To examine the short- and long-term stability of pediatric metabolic syndrome.
Metabolic syndrome was defined as having at least three of the following: waist circumference, blood pressure, and fasting serum triglycerides in the 90th or higher percentile for age/sex; high-density lipoprotein-cholesterol 10th or lower percentile for age/sex; and fasting serum glucose of at least 100 mg/dl. Short-term metabolic syndrome stability (repeated measurements within 60 d) was assessed in obese youth ages 6-17 yr. Long-term metabolic syndrome stability (repeated measurements more than 1.5 yr apart) was studied in 146 obese and nonobese children age 6-12 yr at baseline.
Convenience samples of obese and nonobese youth ages 6-17 yr participating in research studies were collected at a clinical research hospital.

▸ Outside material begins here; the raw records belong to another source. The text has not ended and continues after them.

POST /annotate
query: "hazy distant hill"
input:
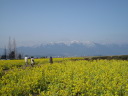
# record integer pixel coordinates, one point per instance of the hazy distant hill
(75, 48)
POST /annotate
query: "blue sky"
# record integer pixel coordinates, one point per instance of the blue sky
(34, 21)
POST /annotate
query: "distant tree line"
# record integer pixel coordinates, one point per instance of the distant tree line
(11, 51)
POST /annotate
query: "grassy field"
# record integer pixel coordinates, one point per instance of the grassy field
(65, 77)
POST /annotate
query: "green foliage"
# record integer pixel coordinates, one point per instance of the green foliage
(67, 78)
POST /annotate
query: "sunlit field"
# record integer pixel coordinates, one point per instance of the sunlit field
(65, 77)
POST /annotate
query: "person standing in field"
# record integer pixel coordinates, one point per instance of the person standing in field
(26, 60)
(32, 61)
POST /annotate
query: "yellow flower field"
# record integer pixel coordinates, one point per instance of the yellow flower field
(65, 78)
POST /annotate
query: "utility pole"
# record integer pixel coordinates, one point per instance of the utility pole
(9, 48)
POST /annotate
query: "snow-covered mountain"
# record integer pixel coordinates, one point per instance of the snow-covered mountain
(74, 48)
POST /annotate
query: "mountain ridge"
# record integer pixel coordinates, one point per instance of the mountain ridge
(74, 48)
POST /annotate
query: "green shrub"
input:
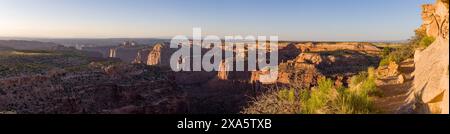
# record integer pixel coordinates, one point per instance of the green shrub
(426, 41)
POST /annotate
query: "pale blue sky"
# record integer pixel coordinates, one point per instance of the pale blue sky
(325, 20)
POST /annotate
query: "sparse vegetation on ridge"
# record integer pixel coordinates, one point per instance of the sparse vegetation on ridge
(325, 98)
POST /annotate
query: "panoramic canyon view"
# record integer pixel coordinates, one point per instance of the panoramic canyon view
(133, 75)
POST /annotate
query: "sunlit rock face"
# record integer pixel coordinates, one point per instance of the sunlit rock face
(431, 81)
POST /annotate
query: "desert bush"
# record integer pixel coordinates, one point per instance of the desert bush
(426, 41)
(325, 98)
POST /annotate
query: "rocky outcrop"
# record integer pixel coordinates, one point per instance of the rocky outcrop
(431, 76)
(119, 88)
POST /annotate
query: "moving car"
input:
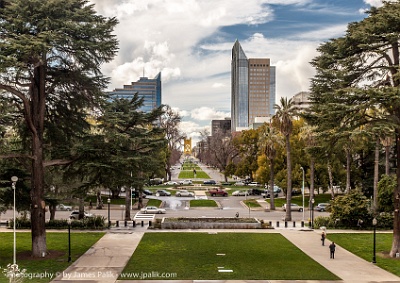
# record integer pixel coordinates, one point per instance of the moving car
(75, 214)
(254, 184)
(162, 193)
(267, 194)
(153, 210)
(63, 207)
(321, 206)
(186, 182)
(293, 207)
(184, 193)
(240, 193)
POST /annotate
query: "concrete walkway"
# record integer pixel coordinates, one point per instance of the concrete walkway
(108, 257)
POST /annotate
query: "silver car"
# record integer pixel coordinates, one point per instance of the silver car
(153, 210)
(184, 193)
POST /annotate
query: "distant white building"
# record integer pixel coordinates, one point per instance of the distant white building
(302, 100)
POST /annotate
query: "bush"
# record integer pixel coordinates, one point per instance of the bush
(96, 222)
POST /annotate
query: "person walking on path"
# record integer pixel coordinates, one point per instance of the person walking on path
(332, 248)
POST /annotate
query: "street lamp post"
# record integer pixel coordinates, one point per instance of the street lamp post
(312, 213)
(69, 239)
(374, 222)
(302, 169)
(14, 180)
(108, 203)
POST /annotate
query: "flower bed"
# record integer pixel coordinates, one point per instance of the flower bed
(210, 223)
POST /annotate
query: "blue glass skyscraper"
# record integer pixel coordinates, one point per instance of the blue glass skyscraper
(252, 88)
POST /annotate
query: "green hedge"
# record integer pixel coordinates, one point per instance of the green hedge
(96, 222)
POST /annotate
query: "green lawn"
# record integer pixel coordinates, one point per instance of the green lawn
(57, 244)
(188, 174)
(299, 200)
(251, 256)
(362, 245)
(203, 203)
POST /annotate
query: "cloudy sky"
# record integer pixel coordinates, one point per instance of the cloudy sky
(190, 43)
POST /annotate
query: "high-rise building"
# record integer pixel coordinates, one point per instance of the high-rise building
(148, 89)
(253, 88)
(221, 126)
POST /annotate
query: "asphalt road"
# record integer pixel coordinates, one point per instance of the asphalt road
(178, 206)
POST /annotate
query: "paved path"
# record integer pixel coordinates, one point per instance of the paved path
(108, 257)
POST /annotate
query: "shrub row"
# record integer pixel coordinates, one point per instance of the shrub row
(96, 222)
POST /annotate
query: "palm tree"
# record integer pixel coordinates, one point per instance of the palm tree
(308, 134)
(269, 139)
(283, 117)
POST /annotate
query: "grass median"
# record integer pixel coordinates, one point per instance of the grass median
(221, 256)
(361, 244)
(57, 259)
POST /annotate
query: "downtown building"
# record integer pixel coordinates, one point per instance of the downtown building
(253, 88)
(148, 89)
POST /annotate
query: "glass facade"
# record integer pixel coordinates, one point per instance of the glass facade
(148, 89)
(253, 88)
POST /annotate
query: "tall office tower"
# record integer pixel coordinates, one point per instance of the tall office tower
(252, 88)
(221, 126)
(148, 89)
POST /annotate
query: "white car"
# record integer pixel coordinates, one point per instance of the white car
(186, 182)
(153, 210)
(240, 193)
(184, 193)
(293, 207)
(64, 207)
(75, 214)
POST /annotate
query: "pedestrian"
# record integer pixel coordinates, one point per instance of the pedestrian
(332, 248)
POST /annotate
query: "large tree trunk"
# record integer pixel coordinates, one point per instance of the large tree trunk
(376, 176)
(35, 120)
(330, 179)
(128, 197)
(289, 182)
(312, 176)
(348, 169)
(271, 184)
(396, 222)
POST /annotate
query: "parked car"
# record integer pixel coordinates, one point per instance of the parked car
(186, 182)
(153, 210)
(75, 214)
(321, 206)
(184, 193)
(240, 193)
(209, 182)
(147, 192)
(162, 193)
(63, 207)
(296, 192)
(276, 188)
(255, 192)
(267, 194)
(293, 207)
(218, 192)
(254, 184)
(156, 181)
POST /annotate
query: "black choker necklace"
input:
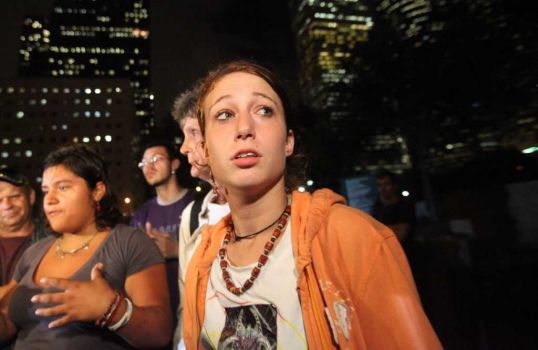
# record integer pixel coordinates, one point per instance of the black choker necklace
(238, 238)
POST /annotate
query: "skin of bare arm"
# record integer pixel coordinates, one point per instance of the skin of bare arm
(150, 325)
(7, 328)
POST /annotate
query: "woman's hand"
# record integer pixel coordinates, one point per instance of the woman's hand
(79, 300)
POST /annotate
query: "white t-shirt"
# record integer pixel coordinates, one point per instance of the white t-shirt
(267, 316)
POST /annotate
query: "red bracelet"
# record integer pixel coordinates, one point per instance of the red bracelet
(110, 317)
(113, 305)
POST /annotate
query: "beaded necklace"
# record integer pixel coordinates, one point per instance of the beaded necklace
(62, 253)
(262, 260)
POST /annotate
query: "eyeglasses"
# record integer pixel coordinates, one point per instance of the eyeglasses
(12, 177)
(152, 161)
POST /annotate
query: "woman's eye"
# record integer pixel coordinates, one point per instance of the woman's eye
(224, 115)
(266, 111)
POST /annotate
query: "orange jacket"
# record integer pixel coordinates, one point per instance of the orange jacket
(354, 283)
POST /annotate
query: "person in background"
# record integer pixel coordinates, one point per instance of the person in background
(18, 226)
(94, 284)
(392, 209)
(160, 216)
(287, 270)
(205, 210)
(18, 230)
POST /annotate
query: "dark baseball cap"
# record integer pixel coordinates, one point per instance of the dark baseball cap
(13, 177)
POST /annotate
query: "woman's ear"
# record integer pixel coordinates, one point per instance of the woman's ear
(99, 191)
(290, 143)
(175, 164)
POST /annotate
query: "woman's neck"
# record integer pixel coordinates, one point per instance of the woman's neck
(81, 234)
(253, 212)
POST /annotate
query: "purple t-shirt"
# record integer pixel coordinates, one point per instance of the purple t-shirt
(162, 217)
(165, 218)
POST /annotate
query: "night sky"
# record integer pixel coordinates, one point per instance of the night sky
(187, 39)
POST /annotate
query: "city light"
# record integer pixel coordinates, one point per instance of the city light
(529, 150)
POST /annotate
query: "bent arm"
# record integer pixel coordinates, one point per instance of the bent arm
(389, 300)
(7, 328)
(150, 325)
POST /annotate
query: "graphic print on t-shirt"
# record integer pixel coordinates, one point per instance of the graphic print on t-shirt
(249, 327)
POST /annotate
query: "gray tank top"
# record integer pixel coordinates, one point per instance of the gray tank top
(124, 252)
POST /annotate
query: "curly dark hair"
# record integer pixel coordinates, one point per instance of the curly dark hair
(87, 163)
(185, 104)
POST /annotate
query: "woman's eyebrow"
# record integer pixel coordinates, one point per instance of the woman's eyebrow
(219, 99)
(261, 94)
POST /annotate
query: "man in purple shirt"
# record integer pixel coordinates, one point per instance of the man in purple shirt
(160, 216)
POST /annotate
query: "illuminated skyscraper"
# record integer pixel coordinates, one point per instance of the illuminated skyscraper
(329, 40)
(327, 36)
(411, 18)
(39, 114)
(87, 39)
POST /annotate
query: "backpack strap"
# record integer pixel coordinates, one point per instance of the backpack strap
(195, 211)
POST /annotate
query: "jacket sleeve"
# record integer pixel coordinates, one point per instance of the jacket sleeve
(380, 283)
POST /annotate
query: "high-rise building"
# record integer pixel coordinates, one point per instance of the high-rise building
(93, 39)
(39, 114)
(327, 36)
(329, 39)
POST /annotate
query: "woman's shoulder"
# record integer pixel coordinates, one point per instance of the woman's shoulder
(39, 245)
(121, 234)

Short-term metabolic syndrome stability (repeat measurements performed 19.7 +/- 13.1 d apart) was assessed in 220 children. The diagnosis of metabolic syndrome was unstable in 31.6% of cases. At their short-term follow-up visit, incidence of metabolic syndrome among participants who did not have metabolic syndrome at baseline was 24%. In the long term (repeat measurements performed 5.6 +/- 1.9 yr apart), the diagnosis of metabolic syndrome was unstable in 45.5% of cases.
Cutoff-point-based definitions for pediatric metabolic syndrome have substantial instability in the short and long term. The value of making a cutoff-point-based diagnosis of metabolic syndrome during childhood or adolescence remains in question.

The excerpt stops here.